The signs clearly convey information that will keep visitors safe, like staying back from cliff edges and staying off logs.

“Unfortunately, accidents happen on the beach. Rolling logs, rip tides and unstable cliffs are all potentially dangerous,” said Calum Stevenson, Ocean Shore specialist for Oregon Parks and Recreation Department (OPRD).

Near population centers, the signs are as close as 1/4 mile apart. In more remote areas the signs are up to two miles apart or more where there are fewer beach accesses.

The first signs were installed November 2008 in Lincoln City and Devils Lake. Now, 424 signs are in place along nearly the entire coast, except for some private accesses and cities that may come on board later. The 45 miles under U.S. Forest Service (USFS) jurisdiction between Florence and Coos Bay is also unsigned. OPRD is working with the USFS to resolve archaeological and other issues on federal land before proceeding.

The $78,000 project was funded by a combination of visitor fees and Oregon lottery dollars that are dedicated to state parks. Some coastal cities have shared in the cost of creating and installing signs. Private communities, such as Salishan in Lincoln City are paying for their own signs.

Tips for hiking in autumn weather (2014)


Fall hikesWhether you’re on a mushroom search or exploring a new area or trail, the hike can turn serious if you’re not prepared. Every fall, a few adventurers get lost.

Follow these precautions to stay safe:

  • Use a map to plan your trip and familiarize yourself with the area in advance.
  • Inform someone of where you’re going and when you plan to return.
  • Hike with a companion.
  • Carry and drink plenty of water.
  • Wind and rain storms are common in the fall and winter. Dress in layers, avoid cotton and carry quality rain gear.
  • Don’t go hiking if a storm is in the forecast, and turn back in bad weather.
  • Carry a map and compass, and know how to use them.
  • Also carry with you these essential items: flashlight, matches, first aid kit, whistle, plastic garbage bag and pocket knife.

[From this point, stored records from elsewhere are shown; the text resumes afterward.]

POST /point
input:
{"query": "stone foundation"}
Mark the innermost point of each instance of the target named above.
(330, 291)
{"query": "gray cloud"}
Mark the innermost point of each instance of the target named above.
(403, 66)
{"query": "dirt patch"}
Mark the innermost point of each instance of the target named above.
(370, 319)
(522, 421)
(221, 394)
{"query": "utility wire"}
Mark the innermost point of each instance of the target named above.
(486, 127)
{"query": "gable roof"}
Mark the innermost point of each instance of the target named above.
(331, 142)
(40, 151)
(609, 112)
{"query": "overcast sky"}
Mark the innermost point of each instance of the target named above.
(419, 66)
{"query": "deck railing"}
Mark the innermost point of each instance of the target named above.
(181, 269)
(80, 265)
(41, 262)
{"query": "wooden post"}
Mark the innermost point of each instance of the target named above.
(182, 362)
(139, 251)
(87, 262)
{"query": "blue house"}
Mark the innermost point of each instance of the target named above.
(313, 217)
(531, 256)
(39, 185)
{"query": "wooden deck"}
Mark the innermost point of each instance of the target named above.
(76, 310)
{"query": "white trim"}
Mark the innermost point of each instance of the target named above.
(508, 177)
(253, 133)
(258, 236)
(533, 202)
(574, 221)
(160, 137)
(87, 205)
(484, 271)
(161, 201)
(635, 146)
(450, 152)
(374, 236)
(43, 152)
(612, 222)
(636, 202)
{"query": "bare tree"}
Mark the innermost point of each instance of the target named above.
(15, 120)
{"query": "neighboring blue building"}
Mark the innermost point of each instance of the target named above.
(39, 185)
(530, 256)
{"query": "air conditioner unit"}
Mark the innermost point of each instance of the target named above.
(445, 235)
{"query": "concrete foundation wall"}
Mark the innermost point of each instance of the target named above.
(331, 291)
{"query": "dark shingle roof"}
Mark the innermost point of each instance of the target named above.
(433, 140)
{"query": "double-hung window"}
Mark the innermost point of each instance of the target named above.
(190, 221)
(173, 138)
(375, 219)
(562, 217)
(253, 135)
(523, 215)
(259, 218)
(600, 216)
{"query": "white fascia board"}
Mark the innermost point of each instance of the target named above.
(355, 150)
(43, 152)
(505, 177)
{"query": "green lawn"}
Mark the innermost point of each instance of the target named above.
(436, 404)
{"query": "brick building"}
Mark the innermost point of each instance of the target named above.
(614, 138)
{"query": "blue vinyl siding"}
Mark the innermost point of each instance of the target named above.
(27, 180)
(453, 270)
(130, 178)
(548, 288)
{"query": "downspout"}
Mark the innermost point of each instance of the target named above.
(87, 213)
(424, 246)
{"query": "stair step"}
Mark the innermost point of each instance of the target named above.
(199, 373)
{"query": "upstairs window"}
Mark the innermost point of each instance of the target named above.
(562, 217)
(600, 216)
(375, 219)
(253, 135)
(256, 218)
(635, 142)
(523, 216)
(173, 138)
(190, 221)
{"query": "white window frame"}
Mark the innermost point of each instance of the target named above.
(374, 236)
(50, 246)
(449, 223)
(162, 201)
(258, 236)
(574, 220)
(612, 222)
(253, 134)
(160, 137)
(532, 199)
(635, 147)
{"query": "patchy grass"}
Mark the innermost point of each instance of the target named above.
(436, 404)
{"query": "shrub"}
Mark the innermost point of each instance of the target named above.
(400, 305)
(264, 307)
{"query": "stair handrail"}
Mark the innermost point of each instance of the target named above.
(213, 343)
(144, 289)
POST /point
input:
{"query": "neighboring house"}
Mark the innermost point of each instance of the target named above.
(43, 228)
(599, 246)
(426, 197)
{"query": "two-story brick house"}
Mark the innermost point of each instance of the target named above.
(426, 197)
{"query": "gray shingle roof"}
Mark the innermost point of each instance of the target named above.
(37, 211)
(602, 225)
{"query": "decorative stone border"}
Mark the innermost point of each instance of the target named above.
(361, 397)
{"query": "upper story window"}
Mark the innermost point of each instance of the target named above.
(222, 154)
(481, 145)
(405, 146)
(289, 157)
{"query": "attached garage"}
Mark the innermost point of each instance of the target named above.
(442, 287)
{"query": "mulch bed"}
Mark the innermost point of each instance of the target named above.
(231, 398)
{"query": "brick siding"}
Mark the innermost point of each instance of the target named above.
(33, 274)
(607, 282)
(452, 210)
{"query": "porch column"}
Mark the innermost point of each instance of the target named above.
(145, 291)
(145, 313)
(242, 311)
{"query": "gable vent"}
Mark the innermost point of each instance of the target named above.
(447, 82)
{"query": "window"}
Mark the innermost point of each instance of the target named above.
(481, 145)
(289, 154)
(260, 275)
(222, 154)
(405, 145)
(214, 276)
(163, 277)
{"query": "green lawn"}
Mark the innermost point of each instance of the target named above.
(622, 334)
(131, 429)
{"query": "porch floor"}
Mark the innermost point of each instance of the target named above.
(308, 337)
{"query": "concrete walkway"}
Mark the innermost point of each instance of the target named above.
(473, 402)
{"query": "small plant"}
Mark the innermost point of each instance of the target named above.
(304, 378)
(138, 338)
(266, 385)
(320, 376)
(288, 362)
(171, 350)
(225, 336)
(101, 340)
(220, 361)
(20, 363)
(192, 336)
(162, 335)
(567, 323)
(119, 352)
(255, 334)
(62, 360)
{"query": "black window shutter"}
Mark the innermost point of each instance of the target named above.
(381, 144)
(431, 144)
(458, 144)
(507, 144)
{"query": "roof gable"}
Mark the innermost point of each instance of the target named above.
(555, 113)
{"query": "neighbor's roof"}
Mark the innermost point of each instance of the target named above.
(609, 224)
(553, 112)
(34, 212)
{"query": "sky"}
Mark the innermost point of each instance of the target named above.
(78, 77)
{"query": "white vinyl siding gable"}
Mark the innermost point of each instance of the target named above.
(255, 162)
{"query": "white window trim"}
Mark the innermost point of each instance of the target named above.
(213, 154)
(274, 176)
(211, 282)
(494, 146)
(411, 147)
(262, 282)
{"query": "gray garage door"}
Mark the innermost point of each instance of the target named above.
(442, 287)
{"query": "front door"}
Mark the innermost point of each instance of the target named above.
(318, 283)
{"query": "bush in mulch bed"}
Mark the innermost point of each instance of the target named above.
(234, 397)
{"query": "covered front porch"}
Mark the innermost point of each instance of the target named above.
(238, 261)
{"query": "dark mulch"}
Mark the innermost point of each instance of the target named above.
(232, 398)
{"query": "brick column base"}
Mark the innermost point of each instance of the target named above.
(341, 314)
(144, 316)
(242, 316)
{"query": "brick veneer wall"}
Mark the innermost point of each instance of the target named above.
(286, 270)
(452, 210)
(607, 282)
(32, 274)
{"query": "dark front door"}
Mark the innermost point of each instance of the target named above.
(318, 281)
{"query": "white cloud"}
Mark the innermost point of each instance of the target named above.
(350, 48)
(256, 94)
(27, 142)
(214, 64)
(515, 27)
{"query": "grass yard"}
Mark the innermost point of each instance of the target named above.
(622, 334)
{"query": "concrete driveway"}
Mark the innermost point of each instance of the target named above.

If you’re looking for mushrooms, consider joining a guided  hike. Fort Stevens State Park is hosting two this month: Nov. 10 and 30 at 1 p.m., led by Park Ranger Dane Osis. Information: 503-861-3170 or email dane.osis@oregon.gov

Need some hiking inspiration? Take a look at the Pacific Crest Trail (PCT) Association web pages celebrating the upcoming “Wild” movie release. PCT thru-hikers share some of their wild stories, including Columbia River Gorge Park Ranger Dorothy “Bacon Bit” Brown-Kwaiser, who hiked the trail in 2012.